CHAPTER IV.
Peter Daventry Is Mindful of Mr. Bathurst
To say that Goodall and his companions were dumbfounded is no exaggeration. Events were crowding upon them this morning with a vengeance. The announcement of this second murder took their breath away. It startled them and threw them off their balance much more effectively than the first calamity had done. Mason was a night-watchman! Stewart was a millionaire! The former could be very easily replaced—the latter’s death was a tragedy in more senses than one. Goodall knew perfectly well that any failure on his part to find the murderer of Mason would occasion no questions in Parliament and would cause the Home Secretary no loss of sleep. But now that Laurence P. Stewart was caught in the wheels of the murder-machinery he was painfully conscious that he must be “up and doing.” The case might be his, too!
“How did that news reach you, Mr. Linnell?” was his first question.
“From my partner, Mr. Daventry. He has just had a ’phone-call from Stewart’s home in Berkshire—from Stewart’s son, I understood him to say.”
“What made Stewart’s son telephone so quickly to your office?”
Linnell rubbed his cheek with his fingers. “He didn’t explain the reason to me just now—Daventry didn’t, I mean. I can only surmise that young Stewart knew that we had received instructions from his father concerning the sale of those antiques and wished possibly to countermand them—considering the fresh and tragic circumstances.”
“H’m,” muttered the Inspector. “I suppose that’s possible. When was Stewart murdered, did you say?”
“They believe—some time last night. Naturally, I wasn’t able to glean extensive details—even if my partner had been in a position to give them to me. But from what he did tell me, I imagine that the body was discovered early this morning.”
Goodall looked thoughtful. “Hardly looks like the same people!
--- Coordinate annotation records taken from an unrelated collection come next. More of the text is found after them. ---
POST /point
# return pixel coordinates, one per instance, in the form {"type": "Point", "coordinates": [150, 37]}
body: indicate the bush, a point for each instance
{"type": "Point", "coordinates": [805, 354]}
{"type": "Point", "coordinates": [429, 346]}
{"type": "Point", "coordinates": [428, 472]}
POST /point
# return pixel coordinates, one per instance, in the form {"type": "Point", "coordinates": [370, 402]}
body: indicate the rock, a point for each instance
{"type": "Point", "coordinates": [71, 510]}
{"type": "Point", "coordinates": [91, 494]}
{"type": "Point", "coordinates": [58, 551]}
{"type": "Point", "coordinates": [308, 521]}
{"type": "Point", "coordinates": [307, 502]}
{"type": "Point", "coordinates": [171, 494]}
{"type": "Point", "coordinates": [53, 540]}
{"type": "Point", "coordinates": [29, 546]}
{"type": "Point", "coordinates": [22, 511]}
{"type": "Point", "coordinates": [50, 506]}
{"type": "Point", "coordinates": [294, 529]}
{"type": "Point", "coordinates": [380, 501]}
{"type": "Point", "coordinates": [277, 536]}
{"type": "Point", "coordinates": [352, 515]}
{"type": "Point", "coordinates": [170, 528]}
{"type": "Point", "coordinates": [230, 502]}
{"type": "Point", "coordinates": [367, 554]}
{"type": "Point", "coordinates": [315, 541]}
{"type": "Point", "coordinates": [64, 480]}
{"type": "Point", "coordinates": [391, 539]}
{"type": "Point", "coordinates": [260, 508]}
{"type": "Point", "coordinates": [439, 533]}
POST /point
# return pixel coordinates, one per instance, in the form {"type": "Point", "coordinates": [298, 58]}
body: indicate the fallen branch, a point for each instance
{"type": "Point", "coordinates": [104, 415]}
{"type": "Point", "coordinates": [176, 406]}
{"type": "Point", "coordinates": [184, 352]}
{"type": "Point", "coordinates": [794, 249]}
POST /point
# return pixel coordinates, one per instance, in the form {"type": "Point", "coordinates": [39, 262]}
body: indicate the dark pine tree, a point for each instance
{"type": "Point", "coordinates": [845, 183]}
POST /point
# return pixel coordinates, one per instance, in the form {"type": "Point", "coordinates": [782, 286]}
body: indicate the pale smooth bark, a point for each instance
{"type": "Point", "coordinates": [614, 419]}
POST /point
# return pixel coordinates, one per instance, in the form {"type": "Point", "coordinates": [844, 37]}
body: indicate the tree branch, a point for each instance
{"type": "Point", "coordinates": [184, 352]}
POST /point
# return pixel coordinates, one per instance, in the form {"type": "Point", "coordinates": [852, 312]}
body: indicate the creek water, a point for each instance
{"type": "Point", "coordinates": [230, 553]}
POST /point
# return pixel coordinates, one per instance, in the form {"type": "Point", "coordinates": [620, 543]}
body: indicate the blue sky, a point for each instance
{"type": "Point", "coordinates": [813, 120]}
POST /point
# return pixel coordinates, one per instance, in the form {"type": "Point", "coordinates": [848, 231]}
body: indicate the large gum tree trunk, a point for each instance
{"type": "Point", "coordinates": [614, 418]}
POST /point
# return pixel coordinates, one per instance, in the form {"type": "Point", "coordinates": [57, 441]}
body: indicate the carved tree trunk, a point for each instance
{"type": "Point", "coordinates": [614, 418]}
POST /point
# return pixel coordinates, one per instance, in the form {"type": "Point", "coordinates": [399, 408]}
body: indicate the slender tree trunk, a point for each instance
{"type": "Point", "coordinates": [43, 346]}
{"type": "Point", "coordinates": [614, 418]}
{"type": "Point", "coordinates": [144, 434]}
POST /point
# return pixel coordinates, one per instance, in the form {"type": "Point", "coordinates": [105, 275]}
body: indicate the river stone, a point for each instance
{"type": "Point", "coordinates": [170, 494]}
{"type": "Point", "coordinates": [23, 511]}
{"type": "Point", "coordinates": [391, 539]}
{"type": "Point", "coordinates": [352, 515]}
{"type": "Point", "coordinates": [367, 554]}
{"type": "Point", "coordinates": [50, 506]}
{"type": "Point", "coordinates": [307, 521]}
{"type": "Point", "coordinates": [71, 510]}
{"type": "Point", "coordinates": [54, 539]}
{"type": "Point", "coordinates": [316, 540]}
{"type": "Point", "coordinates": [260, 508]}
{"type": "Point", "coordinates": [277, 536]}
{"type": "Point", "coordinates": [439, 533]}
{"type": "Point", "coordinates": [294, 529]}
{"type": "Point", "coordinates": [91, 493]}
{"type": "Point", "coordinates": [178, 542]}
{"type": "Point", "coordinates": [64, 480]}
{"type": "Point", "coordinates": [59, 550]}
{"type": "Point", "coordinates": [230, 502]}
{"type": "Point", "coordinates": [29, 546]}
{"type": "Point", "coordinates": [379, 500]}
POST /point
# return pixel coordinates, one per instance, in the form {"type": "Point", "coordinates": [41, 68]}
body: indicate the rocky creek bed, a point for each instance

Assynton must be a matter of seventy miles from London—getting on for a couple of hours’ journey at least—that means they would have to leave there somewhere about nine-thirty, assuming Stewart to have been killed first, and accepting Druce’s evidence as reliable—h’m—possible but not probable—have to find out when Stewart was last seen alive.”
He turned to Linnell. “Extremely useful your turning up here, Mr. Linnell. There does seem to be a connection between the two affairs—difficult though it may be to discover it. I’ll come and see your Mr. Daventry later on.”